37.プレゼント ページ39
「神威、入ってもいい?」
副団長室を後にしてもう少し遠く離れた場所にある神威の部屋の団長室の扉を叩けば、「いいよ〜」と割と元気な声が帰ってきた。
少し気持ち悪さを感じながら扉を空けてみれば、相変わらずニコニコ笑いながら腕立てをしている。
「神威、靴と番傘が届いたんだけど。」
「おっ、やっと?今回は宇宙グルグル回ってたから時間かかったなぁ。」
「で、それがどうしたの?」とシュタッと立ち上がり、そこらへんにかけてあったタオルをとって汗を拭く。Aは机に置いてあった水をとって神威に渡す。「ありがとう。」と素直に受け取った神威はごくごくとそれを飲み始める。
「お金、神威が出したの?」
水を飲んでいる彼に眉を寄せてそう聞けば、ぴくり、と一瞬反応したけれども、ごくん、と水を飲み込むと「なんで?」と聞き返してきた。
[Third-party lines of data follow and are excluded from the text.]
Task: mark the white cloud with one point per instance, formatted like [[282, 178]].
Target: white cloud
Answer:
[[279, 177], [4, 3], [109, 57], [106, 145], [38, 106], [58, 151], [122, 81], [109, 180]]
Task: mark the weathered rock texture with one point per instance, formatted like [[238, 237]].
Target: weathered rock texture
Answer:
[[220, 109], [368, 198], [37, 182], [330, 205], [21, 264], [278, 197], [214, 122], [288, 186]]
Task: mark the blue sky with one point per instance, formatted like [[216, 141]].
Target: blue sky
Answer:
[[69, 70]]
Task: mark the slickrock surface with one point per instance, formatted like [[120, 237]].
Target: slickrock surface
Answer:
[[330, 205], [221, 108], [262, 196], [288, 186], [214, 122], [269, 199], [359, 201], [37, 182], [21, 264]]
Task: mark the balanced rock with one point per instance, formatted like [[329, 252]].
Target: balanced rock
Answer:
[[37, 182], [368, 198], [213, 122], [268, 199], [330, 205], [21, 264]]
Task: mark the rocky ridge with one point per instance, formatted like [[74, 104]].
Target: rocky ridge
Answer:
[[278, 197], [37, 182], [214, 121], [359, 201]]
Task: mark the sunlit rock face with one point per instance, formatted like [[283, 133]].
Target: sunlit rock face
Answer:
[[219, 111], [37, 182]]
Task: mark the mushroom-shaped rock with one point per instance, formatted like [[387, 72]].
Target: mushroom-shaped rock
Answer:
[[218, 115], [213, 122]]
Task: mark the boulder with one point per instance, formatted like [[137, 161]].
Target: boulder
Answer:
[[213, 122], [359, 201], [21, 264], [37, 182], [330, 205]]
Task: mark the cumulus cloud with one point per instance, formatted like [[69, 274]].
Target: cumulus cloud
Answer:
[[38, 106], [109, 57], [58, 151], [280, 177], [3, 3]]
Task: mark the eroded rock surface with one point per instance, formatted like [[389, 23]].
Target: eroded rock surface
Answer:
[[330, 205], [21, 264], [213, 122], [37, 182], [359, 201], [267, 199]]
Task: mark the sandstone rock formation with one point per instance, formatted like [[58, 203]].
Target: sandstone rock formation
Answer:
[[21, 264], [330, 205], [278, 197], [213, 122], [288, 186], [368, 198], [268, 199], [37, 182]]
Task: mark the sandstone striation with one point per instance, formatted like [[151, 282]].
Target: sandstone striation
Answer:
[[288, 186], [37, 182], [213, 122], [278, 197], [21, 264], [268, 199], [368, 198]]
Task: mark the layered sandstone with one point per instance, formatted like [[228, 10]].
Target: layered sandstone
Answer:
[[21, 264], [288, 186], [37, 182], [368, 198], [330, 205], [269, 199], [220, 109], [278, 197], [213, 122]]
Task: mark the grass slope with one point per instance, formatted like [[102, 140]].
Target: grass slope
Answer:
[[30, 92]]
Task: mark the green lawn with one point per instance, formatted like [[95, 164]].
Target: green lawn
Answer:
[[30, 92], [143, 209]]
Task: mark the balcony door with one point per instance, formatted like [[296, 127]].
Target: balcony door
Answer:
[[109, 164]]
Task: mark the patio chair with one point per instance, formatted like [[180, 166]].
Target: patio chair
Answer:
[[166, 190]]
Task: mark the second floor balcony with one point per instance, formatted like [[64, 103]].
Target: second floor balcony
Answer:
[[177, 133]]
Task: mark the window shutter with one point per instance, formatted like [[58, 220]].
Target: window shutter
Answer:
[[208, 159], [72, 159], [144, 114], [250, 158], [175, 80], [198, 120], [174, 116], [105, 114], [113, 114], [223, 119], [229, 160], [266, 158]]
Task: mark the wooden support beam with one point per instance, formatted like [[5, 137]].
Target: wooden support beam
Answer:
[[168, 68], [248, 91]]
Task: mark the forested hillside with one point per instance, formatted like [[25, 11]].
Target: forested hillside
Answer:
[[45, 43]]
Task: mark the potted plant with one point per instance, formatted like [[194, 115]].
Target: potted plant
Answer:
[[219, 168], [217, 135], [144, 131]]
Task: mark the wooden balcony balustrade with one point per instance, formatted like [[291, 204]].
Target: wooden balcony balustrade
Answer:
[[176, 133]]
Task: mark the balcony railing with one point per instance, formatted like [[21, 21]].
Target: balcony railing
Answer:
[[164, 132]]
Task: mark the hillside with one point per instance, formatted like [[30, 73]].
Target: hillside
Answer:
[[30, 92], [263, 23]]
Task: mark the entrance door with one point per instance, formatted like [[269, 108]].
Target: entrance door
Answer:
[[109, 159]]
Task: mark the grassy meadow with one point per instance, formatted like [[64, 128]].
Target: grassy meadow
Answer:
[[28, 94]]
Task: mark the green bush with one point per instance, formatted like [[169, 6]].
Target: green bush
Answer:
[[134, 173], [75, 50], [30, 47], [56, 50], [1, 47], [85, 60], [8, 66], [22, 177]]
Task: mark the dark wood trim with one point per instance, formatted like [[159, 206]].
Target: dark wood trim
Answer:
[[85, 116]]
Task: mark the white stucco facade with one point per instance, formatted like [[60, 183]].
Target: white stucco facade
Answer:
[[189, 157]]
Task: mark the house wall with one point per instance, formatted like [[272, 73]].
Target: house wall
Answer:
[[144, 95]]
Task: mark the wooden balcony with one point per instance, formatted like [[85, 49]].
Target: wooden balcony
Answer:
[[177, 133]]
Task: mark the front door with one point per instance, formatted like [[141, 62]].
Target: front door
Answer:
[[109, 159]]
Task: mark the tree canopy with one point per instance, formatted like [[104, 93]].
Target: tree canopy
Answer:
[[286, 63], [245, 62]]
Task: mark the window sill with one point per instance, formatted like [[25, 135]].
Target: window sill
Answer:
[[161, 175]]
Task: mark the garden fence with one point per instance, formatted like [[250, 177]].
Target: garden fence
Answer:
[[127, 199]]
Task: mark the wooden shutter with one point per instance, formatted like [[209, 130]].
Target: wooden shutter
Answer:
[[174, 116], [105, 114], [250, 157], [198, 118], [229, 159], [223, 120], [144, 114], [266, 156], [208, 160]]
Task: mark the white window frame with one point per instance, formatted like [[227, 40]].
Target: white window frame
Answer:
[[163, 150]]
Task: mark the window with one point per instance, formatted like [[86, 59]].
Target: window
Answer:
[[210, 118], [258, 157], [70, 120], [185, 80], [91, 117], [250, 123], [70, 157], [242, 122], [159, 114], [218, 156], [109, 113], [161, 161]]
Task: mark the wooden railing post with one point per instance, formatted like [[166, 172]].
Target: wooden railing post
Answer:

「阿伏兎にお金払いに行ったらそんな明細書なんて来てないって言うから…神威が出したのかなって。」
「そうなの?」と聞けば「阿伏兎め…」と呟きながらもまたもや素直に「そうだよ。」と笑った。
「あんなに高そうな番傘じゃなくてよかったのに。靴も。もったいないからそのままこれまだ履くよ?あと、お金も少しくらい払う。」
「…そんなこと気にしなくていいよ。」
「気にする!師団費でも気になって払いに行ったのに、ましてや神威個人のお金から出してるなんて。」
「びっくりした。」と言えば「びっくりしたの?」と首を傾げながら尋ねてくる。コクリと頷けば「そっか、そっか。」となんだか嬉しそうな神威。全然意味がわからない。
「とりあえず、俺からのプレゼントって事で。」
「神威がプレゼント⁉そんな馬鹿な。」
声を張り上げてぶつぶつこれって夢なんじゃないかな的なことを呟いていれば神威はそっとAに近づいた。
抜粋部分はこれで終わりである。